At 16:19 2003-06-24 +0000, Lawrence Harris wrote:
>How feasible is it to use Guide to predict the transit of any
>interesting object eg., large asteroids or satellites?
Here is a thought you might try:
Locate Bill Gray's discussion of filtering asteroids by their orbital data.
There is an ASTFILTER command where you can filter out all but those
asteroids that come inside the earth's orbit. Unfortunately you will
filter out all of the large asteroids in the process. Angular size is what
is important here; think about how small Mercury looks during a transit of
the Sun.
In Guide go to the sun and set the display to line figure. This gives you
a transparent (I think) circle representing the sun. You can add a line of
motion for all of the asteroids in the display box when you right click on
any asteroid that will put a trail on each asteroid of any length you wish.
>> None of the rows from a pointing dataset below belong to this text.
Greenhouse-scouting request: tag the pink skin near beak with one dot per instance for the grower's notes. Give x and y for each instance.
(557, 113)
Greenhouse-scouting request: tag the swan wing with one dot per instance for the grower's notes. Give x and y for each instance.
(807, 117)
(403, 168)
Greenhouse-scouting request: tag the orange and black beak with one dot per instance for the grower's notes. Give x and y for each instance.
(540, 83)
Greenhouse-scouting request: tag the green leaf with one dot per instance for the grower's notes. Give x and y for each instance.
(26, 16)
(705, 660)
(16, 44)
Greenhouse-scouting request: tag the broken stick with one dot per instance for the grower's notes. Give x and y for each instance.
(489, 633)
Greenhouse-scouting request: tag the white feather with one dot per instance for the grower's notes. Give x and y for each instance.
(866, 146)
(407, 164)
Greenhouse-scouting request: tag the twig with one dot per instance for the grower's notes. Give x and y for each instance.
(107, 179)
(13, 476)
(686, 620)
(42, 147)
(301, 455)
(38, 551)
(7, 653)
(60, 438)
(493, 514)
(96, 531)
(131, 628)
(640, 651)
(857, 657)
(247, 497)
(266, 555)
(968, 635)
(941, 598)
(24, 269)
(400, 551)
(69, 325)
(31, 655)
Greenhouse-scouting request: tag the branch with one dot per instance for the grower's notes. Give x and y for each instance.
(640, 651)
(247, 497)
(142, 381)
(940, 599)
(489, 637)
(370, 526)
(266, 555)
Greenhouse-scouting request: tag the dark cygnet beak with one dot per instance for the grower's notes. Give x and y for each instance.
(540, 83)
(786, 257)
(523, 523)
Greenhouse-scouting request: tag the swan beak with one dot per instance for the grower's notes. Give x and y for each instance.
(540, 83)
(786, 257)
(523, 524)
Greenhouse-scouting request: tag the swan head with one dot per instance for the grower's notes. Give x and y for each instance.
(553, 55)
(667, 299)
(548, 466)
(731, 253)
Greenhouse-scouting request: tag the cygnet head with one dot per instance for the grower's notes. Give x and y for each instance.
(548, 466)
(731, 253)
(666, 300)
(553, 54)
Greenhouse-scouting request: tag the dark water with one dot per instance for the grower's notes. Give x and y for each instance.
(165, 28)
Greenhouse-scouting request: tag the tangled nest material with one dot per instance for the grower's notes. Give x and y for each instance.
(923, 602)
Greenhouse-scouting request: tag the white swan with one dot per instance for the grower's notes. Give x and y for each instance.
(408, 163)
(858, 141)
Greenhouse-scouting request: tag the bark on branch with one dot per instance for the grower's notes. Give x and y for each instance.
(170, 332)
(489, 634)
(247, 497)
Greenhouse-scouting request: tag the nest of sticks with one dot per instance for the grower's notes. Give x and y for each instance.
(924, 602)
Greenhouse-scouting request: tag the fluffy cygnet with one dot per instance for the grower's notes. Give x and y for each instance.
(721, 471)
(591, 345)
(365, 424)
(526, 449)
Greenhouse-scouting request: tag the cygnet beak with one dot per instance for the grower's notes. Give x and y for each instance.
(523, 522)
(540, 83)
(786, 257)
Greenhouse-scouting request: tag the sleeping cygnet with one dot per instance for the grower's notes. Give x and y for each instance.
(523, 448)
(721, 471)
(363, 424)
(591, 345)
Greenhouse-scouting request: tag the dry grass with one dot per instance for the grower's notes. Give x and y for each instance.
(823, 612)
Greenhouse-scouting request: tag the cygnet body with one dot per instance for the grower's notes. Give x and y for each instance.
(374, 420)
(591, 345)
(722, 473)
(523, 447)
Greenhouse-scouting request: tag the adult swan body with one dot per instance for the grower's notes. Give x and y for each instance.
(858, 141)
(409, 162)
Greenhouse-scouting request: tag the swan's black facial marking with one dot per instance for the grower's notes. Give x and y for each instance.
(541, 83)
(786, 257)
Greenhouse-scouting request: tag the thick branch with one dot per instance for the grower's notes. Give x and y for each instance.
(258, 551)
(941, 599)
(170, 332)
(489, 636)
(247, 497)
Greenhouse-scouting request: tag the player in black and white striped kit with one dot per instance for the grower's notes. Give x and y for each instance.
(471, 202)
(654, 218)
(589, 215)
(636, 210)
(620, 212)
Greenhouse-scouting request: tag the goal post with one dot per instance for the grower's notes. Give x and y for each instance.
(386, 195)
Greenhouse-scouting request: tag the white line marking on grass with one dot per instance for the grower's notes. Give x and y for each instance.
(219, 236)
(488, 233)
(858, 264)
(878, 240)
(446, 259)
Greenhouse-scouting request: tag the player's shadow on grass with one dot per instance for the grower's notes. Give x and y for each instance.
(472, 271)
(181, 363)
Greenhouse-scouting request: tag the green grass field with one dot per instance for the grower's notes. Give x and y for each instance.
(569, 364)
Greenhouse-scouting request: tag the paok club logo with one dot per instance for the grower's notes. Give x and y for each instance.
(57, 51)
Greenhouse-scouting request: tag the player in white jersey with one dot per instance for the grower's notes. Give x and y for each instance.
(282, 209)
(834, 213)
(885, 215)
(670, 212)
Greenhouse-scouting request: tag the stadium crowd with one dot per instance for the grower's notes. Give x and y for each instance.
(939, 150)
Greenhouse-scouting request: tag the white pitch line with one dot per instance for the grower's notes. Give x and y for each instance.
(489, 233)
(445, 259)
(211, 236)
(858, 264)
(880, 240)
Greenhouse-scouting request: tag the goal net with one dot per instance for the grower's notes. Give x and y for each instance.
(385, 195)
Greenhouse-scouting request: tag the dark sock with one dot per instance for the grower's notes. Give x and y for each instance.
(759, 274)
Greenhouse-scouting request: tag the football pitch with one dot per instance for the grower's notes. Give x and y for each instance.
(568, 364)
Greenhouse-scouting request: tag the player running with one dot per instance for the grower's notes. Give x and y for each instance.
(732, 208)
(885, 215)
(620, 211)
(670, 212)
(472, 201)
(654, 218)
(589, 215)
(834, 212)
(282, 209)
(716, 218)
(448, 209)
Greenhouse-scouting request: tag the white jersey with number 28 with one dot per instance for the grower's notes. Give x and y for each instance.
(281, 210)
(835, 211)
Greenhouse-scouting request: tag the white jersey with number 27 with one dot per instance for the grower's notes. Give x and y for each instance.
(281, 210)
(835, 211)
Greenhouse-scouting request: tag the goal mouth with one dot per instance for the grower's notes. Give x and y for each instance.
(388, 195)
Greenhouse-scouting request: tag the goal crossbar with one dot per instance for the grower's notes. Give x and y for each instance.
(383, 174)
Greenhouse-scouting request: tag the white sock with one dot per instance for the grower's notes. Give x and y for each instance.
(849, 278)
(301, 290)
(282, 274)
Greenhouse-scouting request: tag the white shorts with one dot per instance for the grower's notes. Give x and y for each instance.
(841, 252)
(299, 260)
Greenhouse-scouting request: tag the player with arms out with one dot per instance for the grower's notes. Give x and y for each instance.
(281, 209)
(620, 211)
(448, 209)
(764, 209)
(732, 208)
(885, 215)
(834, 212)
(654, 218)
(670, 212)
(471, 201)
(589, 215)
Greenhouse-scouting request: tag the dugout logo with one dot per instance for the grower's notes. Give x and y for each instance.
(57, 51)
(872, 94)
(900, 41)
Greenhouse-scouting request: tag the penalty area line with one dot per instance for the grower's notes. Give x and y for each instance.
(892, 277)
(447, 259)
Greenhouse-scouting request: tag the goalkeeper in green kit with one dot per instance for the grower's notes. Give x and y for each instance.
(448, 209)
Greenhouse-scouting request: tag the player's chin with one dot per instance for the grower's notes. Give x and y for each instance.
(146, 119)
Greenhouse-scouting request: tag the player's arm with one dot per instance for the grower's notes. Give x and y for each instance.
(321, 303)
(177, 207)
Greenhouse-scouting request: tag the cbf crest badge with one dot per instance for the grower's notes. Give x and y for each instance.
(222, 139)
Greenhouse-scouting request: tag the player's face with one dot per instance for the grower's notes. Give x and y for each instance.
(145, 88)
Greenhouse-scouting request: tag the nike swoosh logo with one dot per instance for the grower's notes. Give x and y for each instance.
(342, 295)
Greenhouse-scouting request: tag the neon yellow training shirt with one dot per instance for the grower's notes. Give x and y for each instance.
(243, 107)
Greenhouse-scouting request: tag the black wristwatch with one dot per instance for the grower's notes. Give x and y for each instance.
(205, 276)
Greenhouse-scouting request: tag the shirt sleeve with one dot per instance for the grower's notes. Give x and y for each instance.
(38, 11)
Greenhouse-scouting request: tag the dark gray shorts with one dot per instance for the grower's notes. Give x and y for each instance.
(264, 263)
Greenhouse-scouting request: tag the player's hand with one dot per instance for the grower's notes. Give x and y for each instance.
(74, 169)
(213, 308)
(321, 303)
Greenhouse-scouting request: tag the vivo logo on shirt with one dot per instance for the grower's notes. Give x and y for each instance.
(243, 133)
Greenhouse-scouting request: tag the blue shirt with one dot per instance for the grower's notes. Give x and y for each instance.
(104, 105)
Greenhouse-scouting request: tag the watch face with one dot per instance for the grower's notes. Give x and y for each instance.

Set it for one day and it will show you the direction of travel. when you
click on the sun you can then go to the animation box and click on center
of the moving object, in this case the sun. Let it run for many days and
look for anything that crosses the suns image. Now the problem..... I
think that the answer to your question deals with the word
"feasible". There aren't many asteroids that cross the earth's orbit and
the chance that one of those will pass in front of the sun for an observer
on Earth is quite small. Add to that the small angular size and you have a
very small chance of observing the transit.
1991 VE just missed the southern limb of the sun for MPC 762 on May 31 but
it has a diameter of 1.4 Km and was 0.7 AU from the Earth.
You always ask such interesting questions.